Murray still shows glimpses of the 2012 US Open, 2013 and 2016 Wimbledon champion, and 2016 men’s singles Olympic gold medalist and world No. 1 who he once was. Ivan Lendl, who was in his corner during his achievements, has returned as his coach.
According to Murray, Lendl has been extremely forthright about how he should play and approach matches if he wants to return to the peak of his game. Murray’s keen understanding of the game caught Cerundolo off guard. Murray’s return game was superb, despite the fact that he was a little slow between points.
The more matches you play, the more comfortable you become with your mobility, and I do feel like today I’m moving a lot better than I was at this time last year, Murray said after his second-round victory over Nava. My mobility has improved greatly because “I’ve got more matches under my belt, so I’m starting to see things a little bit easier on the match court.”
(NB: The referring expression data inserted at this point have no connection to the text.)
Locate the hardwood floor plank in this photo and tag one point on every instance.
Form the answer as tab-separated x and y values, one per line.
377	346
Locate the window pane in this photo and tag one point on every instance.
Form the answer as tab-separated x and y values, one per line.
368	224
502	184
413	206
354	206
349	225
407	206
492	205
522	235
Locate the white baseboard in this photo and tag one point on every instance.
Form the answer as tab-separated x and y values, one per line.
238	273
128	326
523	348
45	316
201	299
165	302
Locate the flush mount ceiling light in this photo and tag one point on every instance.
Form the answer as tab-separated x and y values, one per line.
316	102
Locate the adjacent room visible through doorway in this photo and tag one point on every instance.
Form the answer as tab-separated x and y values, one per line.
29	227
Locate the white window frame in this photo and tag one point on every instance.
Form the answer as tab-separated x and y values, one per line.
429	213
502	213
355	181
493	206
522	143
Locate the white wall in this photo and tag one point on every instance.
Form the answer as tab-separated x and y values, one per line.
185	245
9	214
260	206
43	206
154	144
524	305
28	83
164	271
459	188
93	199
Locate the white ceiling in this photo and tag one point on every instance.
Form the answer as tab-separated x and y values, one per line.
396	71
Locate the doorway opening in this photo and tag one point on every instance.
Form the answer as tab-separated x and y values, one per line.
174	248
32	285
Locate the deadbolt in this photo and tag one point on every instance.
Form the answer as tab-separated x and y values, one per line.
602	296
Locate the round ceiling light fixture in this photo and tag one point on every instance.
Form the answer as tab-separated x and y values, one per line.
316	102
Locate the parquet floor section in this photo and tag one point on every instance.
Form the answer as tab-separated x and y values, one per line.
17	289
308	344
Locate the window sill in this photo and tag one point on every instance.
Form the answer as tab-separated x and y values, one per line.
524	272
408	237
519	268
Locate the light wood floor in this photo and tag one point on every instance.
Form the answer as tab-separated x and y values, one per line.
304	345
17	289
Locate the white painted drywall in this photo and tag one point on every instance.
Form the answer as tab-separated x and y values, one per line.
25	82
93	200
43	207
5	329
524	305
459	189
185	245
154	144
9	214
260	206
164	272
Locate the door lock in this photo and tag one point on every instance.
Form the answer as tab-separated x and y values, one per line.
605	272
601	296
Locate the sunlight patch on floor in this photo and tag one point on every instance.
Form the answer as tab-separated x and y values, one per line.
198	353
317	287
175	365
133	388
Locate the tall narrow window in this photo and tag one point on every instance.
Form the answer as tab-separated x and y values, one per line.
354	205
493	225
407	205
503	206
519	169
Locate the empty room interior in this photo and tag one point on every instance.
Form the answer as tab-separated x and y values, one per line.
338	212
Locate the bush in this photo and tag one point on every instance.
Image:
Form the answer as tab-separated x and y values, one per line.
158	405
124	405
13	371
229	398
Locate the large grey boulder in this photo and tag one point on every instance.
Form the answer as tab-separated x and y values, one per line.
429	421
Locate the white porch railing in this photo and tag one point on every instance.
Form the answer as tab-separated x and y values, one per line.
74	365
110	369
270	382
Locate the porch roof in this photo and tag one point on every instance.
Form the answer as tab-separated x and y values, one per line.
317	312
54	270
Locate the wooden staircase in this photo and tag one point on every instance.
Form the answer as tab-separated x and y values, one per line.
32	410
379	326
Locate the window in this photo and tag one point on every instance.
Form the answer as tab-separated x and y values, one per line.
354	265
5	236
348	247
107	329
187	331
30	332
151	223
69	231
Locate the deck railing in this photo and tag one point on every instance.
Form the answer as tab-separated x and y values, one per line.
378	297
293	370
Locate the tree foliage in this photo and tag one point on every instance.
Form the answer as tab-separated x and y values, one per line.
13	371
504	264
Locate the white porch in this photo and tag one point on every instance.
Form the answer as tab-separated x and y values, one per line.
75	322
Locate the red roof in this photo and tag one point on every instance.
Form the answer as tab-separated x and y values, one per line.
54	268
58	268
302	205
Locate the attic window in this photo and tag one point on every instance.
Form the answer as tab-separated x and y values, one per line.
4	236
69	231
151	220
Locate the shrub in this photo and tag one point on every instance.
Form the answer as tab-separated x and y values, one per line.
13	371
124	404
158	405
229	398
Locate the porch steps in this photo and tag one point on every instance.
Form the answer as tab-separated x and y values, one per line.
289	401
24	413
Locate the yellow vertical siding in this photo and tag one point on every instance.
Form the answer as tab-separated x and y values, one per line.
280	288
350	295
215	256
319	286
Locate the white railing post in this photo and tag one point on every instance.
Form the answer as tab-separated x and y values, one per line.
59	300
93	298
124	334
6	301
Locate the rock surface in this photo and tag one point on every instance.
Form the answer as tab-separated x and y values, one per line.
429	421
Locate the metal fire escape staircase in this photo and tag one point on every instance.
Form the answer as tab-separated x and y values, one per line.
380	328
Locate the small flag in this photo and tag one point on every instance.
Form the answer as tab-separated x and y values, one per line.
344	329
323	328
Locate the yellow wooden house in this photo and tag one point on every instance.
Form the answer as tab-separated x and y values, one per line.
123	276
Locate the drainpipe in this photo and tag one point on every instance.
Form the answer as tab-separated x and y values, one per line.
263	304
It’s not hard to see glimmers of the Murray who won three Grand Slams (2012 US Open, 2013 and 2016 Wimbledon), two Olympic men’s singles gold medals (2012 and 2016), and topped the world rankings in 2016.
The man who was most instrumental in his achievement, Ivan Lendl, is now serving as his coach once again. According to Murray, Lendl has been extremely forthright about how he should play and approach matches if he wants to return to the peak of his game.